Frank Williams is in favour of the new tarmac run-off areas that some circuits have introduced to replace the traditional gravel traps. The Williams team boss thinks drivers can be slightly cautious at attempting an overtake for fear of damaging...
Frank Williams is in favour of the new tarmac run-off areas that some circuits have introduced to replace the traditional gravel traps. The Williams team boss thinks drivers can be slightly cautious at attempting an overtake for fear of damaging the car but the tarmac run-offs encourage more ambitious moves.
While landing in a gravel trap in the event of a mistake can end a driver's race, the tarmac gives the opportunity to keep going without losing too much time.

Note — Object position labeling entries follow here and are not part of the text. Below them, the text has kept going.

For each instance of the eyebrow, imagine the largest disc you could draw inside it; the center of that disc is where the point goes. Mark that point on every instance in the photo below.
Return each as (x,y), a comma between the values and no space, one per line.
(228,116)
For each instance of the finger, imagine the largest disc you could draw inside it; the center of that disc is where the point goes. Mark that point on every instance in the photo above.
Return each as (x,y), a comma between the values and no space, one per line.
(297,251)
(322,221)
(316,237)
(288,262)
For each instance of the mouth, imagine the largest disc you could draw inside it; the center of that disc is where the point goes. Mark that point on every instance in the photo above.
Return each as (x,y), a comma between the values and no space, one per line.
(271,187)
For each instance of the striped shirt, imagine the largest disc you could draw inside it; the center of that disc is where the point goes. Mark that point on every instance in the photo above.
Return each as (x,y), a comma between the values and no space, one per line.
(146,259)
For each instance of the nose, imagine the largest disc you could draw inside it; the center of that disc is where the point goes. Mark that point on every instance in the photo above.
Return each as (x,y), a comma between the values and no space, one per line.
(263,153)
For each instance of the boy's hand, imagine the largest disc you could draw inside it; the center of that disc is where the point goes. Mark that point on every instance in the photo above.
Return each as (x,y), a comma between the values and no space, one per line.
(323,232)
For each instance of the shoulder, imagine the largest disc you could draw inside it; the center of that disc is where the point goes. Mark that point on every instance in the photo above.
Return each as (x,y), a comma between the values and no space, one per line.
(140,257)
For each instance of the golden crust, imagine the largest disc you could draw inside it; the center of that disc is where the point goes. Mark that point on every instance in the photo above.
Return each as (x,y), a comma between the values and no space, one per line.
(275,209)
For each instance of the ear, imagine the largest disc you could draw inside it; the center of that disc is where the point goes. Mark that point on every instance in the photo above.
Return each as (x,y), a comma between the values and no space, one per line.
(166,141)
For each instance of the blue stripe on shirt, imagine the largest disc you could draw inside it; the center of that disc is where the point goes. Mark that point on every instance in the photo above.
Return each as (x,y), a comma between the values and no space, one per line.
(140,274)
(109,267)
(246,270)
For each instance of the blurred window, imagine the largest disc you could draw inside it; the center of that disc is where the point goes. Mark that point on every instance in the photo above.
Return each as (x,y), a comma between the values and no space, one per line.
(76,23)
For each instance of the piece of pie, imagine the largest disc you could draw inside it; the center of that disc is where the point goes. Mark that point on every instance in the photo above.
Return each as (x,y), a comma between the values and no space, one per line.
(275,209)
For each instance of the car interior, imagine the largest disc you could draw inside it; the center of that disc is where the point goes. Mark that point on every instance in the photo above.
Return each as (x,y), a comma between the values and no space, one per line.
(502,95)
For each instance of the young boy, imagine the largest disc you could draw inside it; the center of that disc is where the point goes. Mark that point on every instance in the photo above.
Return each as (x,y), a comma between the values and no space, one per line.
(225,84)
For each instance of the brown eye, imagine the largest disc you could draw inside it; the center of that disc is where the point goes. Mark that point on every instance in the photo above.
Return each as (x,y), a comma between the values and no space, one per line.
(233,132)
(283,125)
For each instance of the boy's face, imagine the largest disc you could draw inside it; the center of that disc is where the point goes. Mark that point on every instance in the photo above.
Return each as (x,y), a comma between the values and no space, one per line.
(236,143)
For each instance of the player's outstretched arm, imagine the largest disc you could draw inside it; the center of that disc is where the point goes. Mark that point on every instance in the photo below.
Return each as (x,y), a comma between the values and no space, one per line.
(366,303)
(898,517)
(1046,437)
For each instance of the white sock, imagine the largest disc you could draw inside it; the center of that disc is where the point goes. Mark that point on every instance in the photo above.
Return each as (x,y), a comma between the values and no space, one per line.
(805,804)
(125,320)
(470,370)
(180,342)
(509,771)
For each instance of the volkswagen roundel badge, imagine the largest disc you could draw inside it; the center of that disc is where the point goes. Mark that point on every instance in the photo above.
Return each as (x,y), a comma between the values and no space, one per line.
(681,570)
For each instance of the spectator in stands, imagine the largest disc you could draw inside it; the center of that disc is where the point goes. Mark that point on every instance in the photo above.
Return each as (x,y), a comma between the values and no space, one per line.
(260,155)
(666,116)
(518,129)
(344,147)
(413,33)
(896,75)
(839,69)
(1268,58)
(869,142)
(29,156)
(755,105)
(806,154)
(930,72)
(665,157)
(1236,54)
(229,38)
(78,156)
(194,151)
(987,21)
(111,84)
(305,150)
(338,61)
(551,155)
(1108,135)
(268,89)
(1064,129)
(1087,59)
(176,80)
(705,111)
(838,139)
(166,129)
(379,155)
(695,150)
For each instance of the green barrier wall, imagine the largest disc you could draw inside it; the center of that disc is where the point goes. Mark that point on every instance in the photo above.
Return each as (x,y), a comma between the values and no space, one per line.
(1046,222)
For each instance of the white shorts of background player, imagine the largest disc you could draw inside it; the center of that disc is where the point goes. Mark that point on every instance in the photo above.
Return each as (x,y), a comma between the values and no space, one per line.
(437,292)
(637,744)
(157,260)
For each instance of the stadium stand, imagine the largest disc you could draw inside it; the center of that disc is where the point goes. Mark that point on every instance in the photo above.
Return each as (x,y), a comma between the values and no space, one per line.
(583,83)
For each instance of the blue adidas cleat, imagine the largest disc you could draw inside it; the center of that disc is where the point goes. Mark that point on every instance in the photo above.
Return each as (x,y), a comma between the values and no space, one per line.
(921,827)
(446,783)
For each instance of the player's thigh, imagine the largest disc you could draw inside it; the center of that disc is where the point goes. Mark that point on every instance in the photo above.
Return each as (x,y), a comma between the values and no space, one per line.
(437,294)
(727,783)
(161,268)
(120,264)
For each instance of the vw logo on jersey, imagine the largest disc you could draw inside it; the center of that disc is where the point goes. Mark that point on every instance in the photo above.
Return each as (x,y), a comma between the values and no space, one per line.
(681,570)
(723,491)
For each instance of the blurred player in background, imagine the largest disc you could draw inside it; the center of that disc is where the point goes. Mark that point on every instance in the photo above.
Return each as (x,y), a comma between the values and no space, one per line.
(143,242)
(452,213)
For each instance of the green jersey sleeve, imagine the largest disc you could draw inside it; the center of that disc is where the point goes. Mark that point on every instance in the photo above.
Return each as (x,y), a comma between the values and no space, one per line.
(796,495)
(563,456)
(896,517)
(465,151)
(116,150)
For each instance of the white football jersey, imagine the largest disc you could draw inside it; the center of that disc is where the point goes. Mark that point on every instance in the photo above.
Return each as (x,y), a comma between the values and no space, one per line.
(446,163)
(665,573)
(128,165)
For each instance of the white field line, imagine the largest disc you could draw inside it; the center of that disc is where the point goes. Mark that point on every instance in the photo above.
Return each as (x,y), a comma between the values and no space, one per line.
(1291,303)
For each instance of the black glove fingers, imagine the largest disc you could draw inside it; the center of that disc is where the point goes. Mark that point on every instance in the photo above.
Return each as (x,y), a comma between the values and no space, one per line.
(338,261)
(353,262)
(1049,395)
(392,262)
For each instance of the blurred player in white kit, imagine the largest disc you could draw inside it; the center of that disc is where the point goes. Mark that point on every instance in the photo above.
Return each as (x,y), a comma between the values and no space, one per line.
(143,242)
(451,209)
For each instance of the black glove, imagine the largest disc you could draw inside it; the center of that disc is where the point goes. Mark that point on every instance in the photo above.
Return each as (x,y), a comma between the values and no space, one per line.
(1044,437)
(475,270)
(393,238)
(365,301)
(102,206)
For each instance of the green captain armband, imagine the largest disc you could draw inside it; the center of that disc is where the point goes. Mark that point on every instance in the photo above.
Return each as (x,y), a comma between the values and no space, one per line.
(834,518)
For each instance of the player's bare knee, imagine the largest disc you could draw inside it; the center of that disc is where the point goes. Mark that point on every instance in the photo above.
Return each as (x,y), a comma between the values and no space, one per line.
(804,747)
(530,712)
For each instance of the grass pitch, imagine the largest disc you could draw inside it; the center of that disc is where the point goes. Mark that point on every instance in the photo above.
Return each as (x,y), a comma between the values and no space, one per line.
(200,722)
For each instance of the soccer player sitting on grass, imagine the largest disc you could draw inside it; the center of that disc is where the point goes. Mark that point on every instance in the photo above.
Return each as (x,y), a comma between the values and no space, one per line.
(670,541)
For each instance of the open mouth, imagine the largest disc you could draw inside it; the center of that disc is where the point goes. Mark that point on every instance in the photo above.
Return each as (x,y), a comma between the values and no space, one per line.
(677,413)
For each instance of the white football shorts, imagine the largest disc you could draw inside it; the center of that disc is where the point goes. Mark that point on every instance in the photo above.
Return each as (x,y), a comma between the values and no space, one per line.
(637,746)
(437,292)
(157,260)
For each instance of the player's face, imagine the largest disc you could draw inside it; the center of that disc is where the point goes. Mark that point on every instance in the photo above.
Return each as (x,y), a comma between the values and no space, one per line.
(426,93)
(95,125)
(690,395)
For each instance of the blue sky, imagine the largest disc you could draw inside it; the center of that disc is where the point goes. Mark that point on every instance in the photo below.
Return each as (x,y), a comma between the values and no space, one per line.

"It's difficult to pass with these cars, but most of the circuits haven't developed as quickly as the chassis," Williams said. "Today's circuits are very safe, but drivers don't want to go for the limit because they're scared of damaging the bodywork or undertray if they go off."
"But having a tarmac escape road means that if you go beyond the limit, you just lose a few seconds and start again. The first corner at Indianapolis is like that, and it's no coincidence that you see spectacular duels there. And the new Hockenheim circuit has been built with this philosophy."
Renault's Jenson Button recently expressed doubt about the new look tarmac as it could be dangerous in a brake failure situation but more circuits are adopting the idea. The redesigned Paul Ricard circuit in France has been billed as the safest and most technologically advanced circuit there is and features a complete lack of gravel traps.
The run off areas are painted in alternate bright blue, black and red stripes, each of which is covered in a different grade of high-friction asphalt. "The run off areas are very high-tech," said BAR's Olivier Panis. "There are different grades of coloured tarmac and they slow the car down at very high speed but you can still recover the car and get back on track easily."